Dicen que las manos son la carta de presentación de quien las lleva puestas y que unos buenos guantes son el regalo idóneo para todo aquel que prescinde de encuentros innecesarios. Ellas, las mías, prefieren ser exhibidas sin tejido que las enfunde.
Así son.
En ocasiones me preguntan por qué dos y no una, o simplemente por qué dos en lugar de tres, o cinco. Que por qué se encuentran ahí, aéreas y no reptadoras como mis pies.
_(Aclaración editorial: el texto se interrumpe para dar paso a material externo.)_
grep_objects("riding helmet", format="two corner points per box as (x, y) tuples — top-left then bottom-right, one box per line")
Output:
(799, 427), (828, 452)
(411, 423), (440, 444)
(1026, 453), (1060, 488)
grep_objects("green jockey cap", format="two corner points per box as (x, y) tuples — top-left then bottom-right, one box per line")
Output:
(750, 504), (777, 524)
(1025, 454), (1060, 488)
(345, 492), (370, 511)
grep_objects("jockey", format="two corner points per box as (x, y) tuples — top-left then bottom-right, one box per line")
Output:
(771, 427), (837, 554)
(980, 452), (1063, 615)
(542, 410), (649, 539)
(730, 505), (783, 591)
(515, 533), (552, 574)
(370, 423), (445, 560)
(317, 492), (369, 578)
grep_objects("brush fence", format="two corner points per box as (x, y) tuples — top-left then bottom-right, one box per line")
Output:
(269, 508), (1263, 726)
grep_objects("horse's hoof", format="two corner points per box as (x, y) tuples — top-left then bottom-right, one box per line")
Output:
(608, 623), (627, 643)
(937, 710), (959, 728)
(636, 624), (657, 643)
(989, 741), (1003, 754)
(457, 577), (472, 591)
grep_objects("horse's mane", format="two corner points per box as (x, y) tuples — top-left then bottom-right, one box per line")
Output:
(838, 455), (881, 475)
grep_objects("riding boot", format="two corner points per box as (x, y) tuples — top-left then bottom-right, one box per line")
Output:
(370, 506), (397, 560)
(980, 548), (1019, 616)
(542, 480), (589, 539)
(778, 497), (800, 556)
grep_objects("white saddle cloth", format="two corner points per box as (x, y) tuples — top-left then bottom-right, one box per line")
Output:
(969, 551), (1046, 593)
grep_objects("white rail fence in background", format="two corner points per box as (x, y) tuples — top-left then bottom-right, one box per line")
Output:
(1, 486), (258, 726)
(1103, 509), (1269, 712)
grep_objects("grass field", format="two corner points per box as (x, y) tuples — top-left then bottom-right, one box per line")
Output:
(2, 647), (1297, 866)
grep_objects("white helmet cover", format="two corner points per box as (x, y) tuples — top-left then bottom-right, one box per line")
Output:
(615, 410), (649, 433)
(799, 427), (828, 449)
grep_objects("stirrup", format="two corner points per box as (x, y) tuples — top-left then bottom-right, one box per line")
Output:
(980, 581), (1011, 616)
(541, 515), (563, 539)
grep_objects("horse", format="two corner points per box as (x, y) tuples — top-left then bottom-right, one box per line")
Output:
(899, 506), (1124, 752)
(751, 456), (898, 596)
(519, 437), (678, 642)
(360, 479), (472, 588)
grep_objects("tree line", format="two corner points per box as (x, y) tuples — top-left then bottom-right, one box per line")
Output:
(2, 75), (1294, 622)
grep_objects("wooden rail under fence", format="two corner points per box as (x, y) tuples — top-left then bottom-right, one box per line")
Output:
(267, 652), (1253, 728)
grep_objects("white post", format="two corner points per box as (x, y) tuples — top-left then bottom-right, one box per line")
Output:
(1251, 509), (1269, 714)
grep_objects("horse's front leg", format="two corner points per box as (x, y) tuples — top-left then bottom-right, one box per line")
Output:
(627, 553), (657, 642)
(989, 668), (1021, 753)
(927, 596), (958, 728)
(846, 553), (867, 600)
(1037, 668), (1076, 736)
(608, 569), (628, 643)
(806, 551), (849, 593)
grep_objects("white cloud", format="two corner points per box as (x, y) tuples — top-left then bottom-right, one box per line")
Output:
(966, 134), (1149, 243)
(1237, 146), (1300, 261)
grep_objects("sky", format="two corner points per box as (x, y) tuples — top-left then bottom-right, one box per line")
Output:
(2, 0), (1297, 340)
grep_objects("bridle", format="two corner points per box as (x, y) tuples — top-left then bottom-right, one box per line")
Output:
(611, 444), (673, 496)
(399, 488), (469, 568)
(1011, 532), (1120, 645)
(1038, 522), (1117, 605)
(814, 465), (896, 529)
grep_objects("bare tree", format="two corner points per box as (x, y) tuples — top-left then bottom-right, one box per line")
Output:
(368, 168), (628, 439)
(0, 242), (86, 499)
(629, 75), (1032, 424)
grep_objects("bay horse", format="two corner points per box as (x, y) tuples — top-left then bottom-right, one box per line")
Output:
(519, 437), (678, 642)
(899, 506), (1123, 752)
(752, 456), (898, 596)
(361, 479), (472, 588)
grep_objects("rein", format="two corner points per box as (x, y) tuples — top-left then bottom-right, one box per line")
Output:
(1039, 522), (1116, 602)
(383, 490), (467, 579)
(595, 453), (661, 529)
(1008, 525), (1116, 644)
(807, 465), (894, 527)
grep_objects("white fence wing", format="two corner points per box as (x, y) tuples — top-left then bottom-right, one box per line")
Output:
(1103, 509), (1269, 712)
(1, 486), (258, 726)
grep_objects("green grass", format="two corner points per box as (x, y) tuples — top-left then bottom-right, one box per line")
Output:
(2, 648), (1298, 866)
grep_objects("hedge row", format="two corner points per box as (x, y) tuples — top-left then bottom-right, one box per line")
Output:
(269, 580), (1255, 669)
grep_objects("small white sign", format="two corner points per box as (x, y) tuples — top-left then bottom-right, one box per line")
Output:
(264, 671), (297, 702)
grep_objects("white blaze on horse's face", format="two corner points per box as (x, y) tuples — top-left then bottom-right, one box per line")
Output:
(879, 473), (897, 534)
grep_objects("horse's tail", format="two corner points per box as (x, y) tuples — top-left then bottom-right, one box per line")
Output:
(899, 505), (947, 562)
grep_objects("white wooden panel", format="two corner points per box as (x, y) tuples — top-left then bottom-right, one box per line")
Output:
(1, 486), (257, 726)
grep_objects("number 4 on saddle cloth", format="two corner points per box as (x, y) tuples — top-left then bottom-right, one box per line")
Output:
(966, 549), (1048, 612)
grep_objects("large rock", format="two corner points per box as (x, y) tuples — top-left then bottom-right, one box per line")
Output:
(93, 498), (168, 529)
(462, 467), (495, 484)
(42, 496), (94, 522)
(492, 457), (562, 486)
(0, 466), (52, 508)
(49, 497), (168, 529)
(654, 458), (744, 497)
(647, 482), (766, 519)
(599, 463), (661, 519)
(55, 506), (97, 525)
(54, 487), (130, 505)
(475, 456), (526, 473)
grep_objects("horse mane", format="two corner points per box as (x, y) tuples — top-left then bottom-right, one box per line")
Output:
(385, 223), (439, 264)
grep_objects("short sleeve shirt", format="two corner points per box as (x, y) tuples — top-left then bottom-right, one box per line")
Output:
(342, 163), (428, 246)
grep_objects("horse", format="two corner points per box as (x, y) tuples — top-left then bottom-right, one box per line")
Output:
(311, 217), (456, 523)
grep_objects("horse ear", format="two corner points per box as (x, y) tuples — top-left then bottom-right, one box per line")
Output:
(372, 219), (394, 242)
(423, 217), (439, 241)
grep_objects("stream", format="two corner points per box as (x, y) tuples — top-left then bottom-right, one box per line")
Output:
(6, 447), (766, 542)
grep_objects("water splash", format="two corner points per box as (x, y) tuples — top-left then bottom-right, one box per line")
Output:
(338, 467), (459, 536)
Me ponen en un aprieto. A veces contesto con cierta ironía que fui a buscar la tercera pero me pilló mayor y otras, confieso que yo no intervine en la decisión. Que ni siquiera supe de antemano cuántos dedos les iba a tocar a cada una. Pero lo cierto es que a las dos las necesito de igual modo y que no hay dedo que pudiera cortar sin que me doliera menos, como explica mi madre cuando se refiere al amor equitativo que ha guardado siempre para sus cuatro hijas.
Así es ella.
O mejor, yo.
Las dos llevamos manos muy parecidas en tamaño, forma, grosor y consistencia. Y con el paso de los años he ido advirtiendo que las mías siguen a las suyas, rezagadas, en sus continuos trayectos. Las cuatro se mueven poco si no se les apremia y raras son las ocasiones en que se agitan violentas para apoyar la crispación o la ira más desatada. En esta última situación nunca las vi actuar.
De modo que puedo decir, sin miedo a equivocarme, que soy la única persona conocida del planeta a la que entregaron dos pares de manos a las que no he permitido conocerse. Prefiero que sigan pensando que son dos y que con ese número han de apañarse.